Everything you need to know about the Socratic experience.

01 How do I solve the first step of "Donut Number Line"?

Locate 5/12 on the number line between 0 and 1. Hint: Cut [0, 1] into 12 equal parts and count 5 jumps from 0.

02 What does the final step of "Donut Number Line" check?

Starting at 5/12, how many more jumps of 1/12 reach 1? If you get stuck, the adaptive hint is: Each jump is 1/12. From 5/12 to 12/12 is 7 jumps.

03 Why is this mission classified as challenger?

Challenger missions push beyond CCSS expectations with edge cases that surface deeper misconceptions. Within Grade 3 Fractions on a Number Line, expect numbers in the corresponding range.

04 What's a common mistake in Grade 3 Fractions on a Number Line that this mission targets?

Counting tick marks instead of intervals between them. A line cut into 4 parts has 5 tick marks. Pieces are between marks, not at them.

05 What should I learn after Donut Number Line?

Equivalent Fractions (Same-point fractions are equivalent — a number-line proof.) Open /grade-3/equivfractions to start that topic's missions.

06 What does it mean for a math platform to be "Socratic"?

Socratic teaching answers a question with a better question. Instead of "the answer is 12", the system asks "if you had 3 groups of 4, how could you skip-count?" The goal is to externalize the learner's reasoning so they hear themselves think. Every Inquiry AI hint follows this pattern: nudge → reframe → analogy → only then a worked example, in that order.

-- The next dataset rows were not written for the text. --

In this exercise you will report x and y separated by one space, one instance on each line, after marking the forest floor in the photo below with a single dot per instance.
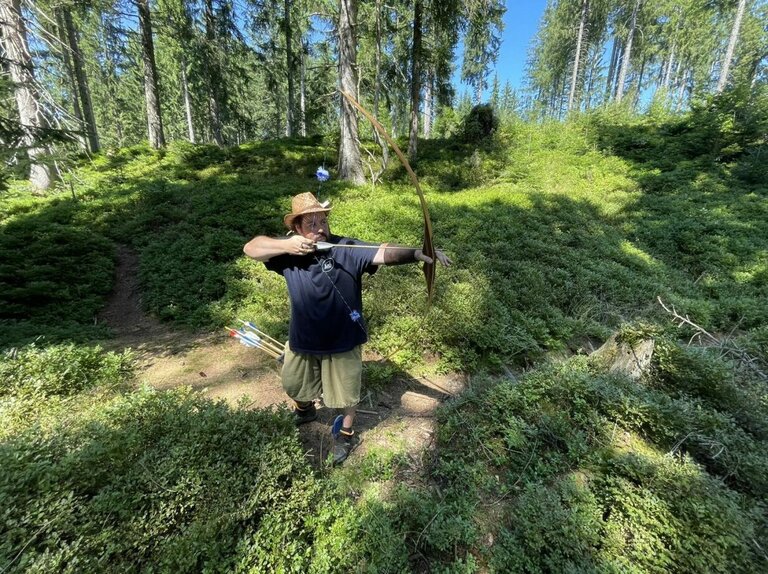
399 416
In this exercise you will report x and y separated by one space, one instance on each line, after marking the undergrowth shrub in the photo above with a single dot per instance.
588 472
157 481
33 373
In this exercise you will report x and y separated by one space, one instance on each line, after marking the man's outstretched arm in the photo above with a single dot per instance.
402 256
263 248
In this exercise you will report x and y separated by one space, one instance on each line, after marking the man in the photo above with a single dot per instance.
327 329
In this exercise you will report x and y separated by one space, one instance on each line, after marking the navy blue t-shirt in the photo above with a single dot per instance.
325 290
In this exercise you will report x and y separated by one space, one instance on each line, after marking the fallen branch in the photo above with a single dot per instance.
726 346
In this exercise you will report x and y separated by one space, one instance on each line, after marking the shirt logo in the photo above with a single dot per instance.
327 264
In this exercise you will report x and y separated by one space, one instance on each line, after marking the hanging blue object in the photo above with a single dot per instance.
322 174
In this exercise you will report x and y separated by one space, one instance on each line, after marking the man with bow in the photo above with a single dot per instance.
327 328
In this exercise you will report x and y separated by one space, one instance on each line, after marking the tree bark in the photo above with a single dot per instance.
61 31
428 97
577 57
415 83
289 66
151 90
612 69
214 76
303 90
731 47
377 84
668 68
627 53
19 62
350 166
187 100
89 118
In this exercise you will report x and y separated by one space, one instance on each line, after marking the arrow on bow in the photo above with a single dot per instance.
429 248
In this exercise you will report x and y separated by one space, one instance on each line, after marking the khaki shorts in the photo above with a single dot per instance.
337 377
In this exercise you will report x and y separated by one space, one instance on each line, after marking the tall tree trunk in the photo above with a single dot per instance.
377 84
350 166
290 65
187 99
627 53
82 83
214 75
428 97
615 50
61 32
577 57
303 90
725 68
19 62
415 82
639 83
151 91
681 91
668 68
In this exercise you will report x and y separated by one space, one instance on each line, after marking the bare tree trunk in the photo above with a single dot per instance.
428 97
627 53
413 137
61 31
668 69
377 85
612 68
303 91
19 62
577 58
82 83
681 91
289 66
214 76
151 92
725 68
187 99
350 166
639 83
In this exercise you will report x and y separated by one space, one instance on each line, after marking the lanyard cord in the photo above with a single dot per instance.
353 314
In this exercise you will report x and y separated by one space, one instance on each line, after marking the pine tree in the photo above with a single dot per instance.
13 33
350 166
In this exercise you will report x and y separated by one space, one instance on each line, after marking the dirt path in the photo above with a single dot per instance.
399 416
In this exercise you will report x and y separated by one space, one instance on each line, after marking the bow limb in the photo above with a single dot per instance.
428 249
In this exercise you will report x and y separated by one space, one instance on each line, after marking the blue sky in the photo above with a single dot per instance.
520 24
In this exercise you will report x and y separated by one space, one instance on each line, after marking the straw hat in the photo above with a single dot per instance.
302 204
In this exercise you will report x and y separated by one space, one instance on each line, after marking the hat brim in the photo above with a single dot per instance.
289 218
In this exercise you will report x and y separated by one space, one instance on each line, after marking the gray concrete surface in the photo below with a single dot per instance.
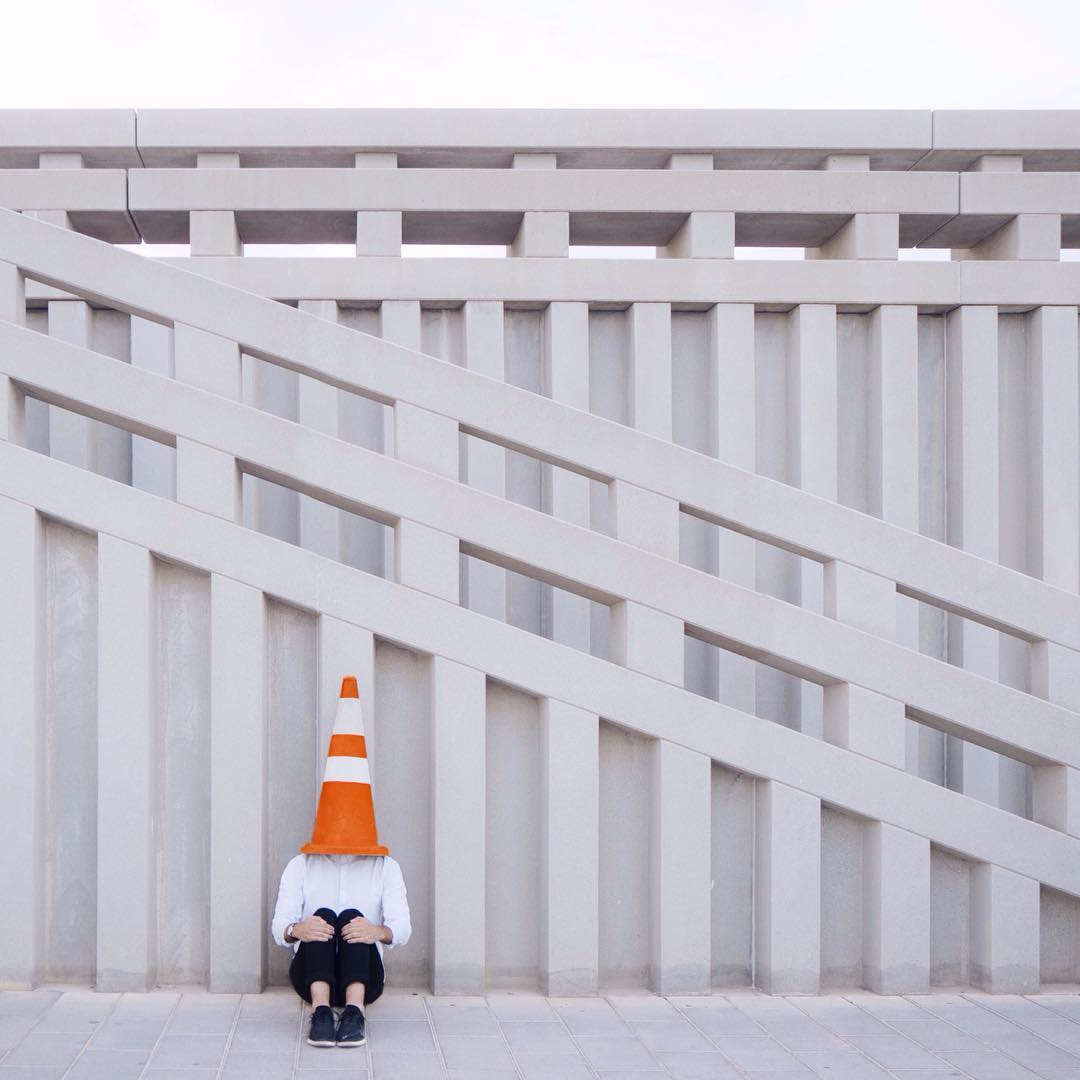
53 1033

07 What is inquiry-based learning, and how does Inquiry AI apply it?

Inquiry-based learning starts with a question, not a formula — students explore, hypothesize, and verify before being told the rule. In Inquiry AI, every mission opens with a "Discovery" step (manipulate the model), then "Abstraction" (write the equation), then "Reflect" (apply to a new case). The procedure is never given upfront; learners derive it from their own observations.